Image source, Broad Oak Music

Image caption, Strachan wrote songs, musicals and novels as well as music for TV programmes

Matthew Strachan, the composer who co-wrote the theme music for Who Wants To Be A Millionaire?, has died at the age of 50.

He wrote the quiz show's theme and dramatic incidental music with his father Keith.

It became well-known around the world thanks to the programme's many international versions.

Strachan also composed for The National Lottery and EastEnders, and created a series of fake 1970s porn soundtracks.

"Matthew was loved by his family and he will be sadly missed," Keith Strachan told the BBC.

"He was a warm, funny and talented human being."

The father-and-son team wrote a total of 95 pieces of music for the show over eight days in 1998.

They went on to win them the American Society of Composers, Authors and Publishers' award for the the most-broadcast piece of music on US TV for 10 years in a row, earning them a place in the organisation's hall of fame.

Speaking to BBC Radio London in 2014, Strachan recalled the "unusual circumstances" in which he was called in to write the iconic score.

He said: "... A non-broadcast pilot had been made of the show and it was very unsuccessful, it just didn't work.

Image source, ITV

Image caption, The Strachans' Who Wants To Be A Millionaire? music has been heard around the world

"The executive producer of the show pulled into a lay-by one morning and called the entire creative team and said 'we're going to have to throw the entire thing out and start again from scratch because if we don't ITV are just going to turn their back on this'".

Strachan said he and his father were called into a meeting, and after watching the show and talking to the director, it was "eventually decided that there needed to be 95 pieces of music... to cover every eventuality of what happens in the show".

He added: "There's a piece of music for every event, there's a piece of music for when the lights go down, then there's an underscore for the questions…[it's] the idea that it should be quite subliminal.

"And then we came up with the bright idea - which made a rod for our own backs - of putting up the music a semi-tone every time there was a new question, to sort of raise the stakes a bit - but that increased our workload... we were working 24 hours a day to get this thing done."

'Inherent tension'

Reflecting on why the programme was a "particularly good piece of television", he said: "The format is great, it's very simple, it's very intimate and there's inherent tension in the thing which is why I think all that lighting and the music works for it."

Cleverly, the father and son recorded every piece of music in multiple keys - so that every time a new question was posed, the music would move up a semi-tone, subconsciously raising the stakes.

Strachan's other works included the music for BBC Radio 4's Home Front and for some of Jasper Carrott's BBC comedy shows, including police spoof The Detectives.

He also created the alter-ego Klaus Harmony, "the Mozart of Porn", who released several albums of "erotic masterpieces" that had supposedly soundtracked cheap 1970s exploitation films.

With song titles like Cream The Oink, Kosmik Ladywave, Rempenmeister and Jesus, You Really Do Mean Diamonds, Don't You, the albums gained a cult following.

"He could have done anything [after Millionaire] but he did that," wrote his friend and fellow composer Daniel Pemberton on Twitter. "Matthew made records called things like Wundercrotchen and Funky Sexy Shop.
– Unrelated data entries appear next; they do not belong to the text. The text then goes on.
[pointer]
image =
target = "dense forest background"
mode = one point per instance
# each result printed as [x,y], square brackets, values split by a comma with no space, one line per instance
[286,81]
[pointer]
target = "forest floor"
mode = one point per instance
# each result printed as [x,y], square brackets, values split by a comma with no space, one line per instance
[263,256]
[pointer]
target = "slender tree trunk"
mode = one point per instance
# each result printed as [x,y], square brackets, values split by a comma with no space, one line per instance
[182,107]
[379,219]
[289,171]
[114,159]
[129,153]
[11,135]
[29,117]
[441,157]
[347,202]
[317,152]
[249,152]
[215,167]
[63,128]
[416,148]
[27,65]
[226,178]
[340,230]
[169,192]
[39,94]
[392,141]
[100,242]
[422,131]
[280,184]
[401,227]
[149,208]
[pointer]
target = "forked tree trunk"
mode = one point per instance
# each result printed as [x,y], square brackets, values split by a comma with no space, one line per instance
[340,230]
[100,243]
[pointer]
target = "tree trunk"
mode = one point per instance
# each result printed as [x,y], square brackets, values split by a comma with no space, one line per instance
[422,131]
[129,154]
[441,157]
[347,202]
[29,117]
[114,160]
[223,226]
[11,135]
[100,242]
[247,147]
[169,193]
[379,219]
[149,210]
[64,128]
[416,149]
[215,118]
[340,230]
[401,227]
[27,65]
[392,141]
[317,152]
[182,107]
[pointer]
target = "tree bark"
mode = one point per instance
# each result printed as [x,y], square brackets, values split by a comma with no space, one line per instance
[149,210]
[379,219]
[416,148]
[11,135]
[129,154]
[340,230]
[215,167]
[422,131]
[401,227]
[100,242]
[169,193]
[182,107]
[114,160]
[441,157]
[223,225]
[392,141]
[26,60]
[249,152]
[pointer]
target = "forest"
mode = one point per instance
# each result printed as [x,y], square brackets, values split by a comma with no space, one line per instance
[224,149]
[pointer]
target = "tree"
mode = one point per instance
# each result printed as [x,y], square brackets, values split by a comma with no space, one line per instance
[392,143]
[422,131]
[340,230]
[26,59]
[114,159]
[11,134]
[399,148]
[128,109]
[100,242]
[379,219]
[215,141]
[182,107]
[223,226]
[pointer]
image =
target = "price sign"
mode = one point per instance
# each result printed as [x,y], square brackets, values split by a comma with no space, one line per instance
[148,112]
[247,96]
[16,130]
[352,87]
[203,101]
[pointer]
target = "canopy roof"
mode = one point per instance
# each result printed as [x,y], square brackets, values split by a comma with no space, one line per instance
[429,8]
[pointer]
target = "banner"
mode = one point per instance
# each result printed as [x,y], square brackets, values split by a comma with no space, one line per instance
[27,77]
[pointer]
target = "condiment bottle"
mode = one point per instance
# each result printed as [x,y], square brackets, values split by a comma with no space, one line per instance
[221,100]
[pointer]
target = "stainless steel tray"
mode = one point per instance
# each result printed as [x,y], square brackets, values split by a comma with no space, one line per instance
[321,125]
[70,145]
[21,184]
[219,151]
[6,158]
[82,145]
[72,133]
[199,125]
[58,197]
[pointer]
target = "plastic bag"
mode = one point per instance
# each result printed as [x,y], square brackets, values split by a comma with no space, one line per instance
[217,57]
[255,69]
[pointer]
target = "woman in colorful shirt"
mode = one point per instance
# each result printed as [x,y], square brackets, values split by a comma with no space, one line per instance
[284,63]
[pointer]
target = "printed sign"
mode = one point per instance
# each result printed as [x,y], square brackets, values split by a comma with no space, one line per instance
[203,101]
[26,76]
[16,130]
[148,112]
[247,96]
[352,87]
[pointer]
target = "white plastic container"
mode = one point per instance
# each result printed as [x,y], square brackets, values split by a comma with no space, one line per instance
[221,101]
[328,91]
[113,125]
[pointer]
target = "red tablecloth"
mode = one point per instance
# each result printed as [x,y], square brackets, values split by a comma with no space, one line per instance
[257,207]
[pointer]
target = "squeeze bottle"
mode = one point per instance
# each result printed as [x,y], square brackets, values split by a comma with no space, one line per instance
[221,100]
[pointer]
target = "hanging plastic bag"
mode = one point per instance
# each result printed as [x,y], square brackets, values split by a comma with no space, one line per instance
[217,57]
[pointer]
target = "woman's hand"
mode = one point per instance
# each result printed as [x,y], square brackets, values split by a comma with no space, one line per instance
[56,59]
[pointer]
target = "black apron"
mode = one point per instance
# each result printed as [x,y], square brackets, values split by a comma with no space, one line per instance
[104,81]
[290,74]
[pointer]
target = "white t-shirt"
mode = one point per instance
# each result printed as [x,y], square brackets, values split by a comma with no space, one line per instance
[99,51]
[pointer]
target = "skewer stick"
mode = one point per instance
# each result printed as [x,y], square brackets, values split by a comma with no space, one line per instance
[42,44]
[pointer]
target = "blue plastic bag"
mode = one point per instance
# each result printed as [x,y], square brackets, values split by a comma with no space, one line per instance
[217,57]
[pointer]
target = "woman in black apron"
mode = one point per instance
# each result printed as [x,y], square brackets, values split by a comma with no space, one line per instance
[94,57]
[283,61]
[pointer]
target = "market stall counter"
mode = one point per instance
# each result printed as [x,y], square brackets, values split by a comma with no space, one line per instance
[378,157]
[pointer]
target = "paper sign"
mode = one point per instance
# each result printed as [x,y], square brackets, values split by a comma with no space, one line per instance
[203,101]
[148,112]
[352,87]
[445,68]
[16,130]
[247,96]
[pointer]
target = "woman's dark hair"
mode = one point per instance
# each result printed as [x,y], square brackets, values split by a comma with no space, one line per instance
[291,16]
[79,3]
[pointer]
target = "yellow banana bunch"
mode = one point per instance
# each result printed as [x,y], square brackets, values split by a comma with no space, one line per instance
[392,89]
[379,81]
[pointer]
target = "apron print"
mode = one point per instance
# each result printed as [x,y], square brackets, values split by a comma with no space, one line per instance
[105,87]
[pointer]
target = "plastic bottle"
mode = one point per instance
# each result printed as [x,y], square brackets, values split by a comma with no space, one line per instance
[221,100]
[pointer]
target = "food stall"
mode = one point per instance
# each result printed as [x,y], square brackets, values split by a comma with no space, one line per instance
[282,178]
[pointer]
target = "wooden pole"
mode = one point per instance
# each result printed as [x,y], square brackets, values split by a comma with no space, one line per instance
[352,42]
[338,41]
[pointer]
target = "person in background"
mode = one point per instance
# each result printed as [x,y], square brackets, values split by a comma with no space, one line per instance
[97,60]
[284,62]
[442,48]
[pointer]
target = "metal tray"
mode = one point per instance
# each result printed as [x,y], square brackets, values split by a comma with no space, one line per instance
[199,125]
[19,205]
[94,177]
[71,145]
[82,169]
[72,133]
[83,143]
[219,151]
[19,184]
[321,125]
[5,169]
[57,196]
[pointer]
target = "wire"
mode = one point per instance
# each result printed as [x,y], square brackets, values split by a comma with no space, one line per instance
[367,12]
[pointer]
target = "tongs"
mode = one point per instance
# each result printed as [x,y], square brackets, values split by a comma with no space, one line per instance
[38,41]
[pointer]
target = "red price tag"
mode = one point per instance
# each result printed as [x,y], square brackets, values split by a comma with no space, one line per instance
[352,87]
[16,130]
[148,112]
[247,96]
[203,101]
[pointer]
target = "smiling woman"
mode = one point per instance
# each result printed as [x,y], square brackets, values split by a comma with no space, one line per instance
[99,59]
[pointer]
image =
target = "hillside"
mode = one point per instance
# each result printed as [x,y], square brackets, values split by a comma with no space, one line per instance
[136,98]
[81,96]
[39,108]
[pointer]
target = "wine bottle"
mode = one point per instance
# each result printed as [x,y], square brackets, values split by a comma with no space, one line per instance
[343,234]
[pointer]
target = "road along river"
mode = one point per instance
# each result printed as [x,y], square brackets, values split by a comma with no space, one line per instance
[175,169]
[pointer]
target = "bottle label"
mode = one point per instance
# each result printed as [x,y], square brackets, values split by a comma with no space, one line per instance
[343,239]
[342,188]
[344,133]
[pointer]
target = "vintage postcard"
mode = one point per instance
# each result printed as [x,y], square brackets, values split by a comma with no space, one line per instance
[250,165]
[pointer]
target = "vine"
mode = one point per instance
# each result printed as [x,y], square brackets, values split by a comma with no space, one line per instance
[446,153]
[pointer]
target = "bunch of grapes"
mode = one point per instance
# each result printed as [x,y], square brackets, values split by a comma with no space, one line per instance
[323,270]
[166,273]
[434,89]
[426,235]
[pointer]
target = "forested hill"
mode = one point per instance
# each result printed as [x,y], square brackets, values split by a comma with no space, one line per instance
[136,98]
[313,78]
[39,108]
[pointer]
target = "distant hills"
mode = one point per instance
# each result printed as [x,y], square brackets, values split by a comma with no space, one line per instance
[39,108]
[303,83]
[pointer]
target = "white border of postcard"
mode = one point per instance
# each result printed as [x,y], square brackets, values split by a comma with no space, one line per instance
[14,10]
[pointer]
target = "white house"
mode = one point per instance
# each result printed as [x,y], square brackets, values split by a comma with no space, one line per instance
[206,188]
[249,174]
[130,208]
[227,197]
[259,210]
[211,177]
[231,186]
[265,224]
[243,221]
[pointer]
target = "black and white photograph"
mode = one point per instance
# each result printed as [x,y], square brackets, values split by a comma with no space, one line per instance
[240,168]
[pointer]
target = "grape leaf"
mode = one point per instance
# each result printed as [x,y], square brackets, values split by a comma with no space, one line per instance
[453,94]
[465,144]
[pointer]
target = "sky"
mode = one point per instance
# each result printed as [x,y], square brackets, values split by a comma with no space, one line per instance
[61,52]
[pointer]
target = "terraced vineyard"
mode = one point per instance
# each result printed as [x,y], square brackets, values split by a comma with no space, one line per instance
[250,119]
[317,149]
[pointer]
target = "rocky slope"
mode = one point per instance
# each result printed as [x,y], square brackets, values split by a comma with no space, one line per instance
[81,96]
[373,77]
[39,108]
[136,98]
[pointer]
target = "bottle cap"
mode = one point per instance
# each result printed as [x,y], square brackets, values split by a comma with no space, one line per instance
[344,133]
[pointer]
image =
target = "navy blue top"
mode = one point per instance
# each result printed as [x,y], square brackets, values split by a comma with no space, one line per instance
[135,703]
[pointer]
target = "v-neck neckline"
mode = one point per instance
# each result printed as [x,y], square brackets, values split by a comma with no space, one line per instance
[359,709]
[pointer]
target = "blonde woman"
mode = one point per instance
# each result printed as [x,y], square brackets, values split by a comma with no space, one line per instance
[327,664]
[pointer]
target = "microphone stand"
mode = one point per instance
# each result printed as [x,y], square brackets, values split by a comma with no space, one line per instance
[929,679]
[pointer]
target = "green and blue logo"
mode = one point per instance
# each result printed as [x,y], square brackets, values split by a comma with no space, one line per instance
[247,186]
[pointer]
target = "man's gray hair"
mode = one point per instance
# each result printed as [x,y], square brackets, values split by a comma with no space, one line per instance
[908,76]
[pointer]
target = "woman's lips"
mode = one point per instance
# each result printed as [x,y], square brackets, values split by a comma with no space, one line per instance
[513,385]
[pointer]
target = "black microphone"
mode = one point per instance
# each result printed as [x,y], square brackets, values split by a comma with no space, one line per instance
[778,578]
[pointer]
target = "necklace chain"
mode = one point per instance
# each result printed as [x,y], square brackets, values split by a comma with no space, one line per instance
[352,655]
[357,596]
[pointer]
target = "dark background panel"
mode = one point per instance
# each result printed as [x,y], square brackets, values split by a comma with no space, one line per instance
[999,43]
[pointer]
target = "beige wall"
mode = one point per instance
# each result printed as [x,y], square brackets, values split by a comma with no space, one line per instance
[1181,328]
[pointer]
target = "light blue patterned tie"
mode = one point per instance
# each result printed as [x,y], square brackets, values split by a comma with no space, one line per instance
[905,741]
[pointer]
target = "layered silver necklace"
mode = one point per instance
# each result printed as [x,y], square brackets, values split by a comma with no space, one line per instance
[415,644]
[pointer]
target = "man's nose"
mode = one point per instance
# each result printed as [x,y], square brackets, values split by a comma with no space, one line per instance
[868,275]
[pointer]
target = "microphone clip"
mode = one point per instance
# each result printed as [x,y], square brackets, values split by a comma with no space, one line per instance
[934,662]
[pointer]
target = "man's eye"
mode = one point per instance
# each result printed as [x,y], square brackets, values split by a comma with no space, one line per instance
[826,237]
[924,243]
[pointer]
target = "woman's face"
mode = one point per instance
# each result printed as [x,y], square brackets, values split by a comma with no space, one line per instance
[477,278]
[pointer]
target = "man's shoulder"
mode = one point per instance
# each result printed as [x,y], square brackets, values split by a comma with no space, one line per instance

That's what he wanted from life.

"I loved it. It says a lot about being a composer that money is rarely the goal - deep down, all most of us really want to do is just make music."

Writer Dirk Maggs also paid tribute, remembering Strachan on Twitter as a "dear friend and massive talent" who had been "gentle, kind, talented and wickedly funny".

Composer Kevin Sargent added that Strachan had been "a talented, clever, funny man whose most famous work redefined the genre of the TV game show".

According to his company biography, Strachan also wrote scores for musicals and penned two mystery novels with wife Bernadette under the pseudonym MB Vincent.

Earlier this year he was charged with arson after setting fire to his home.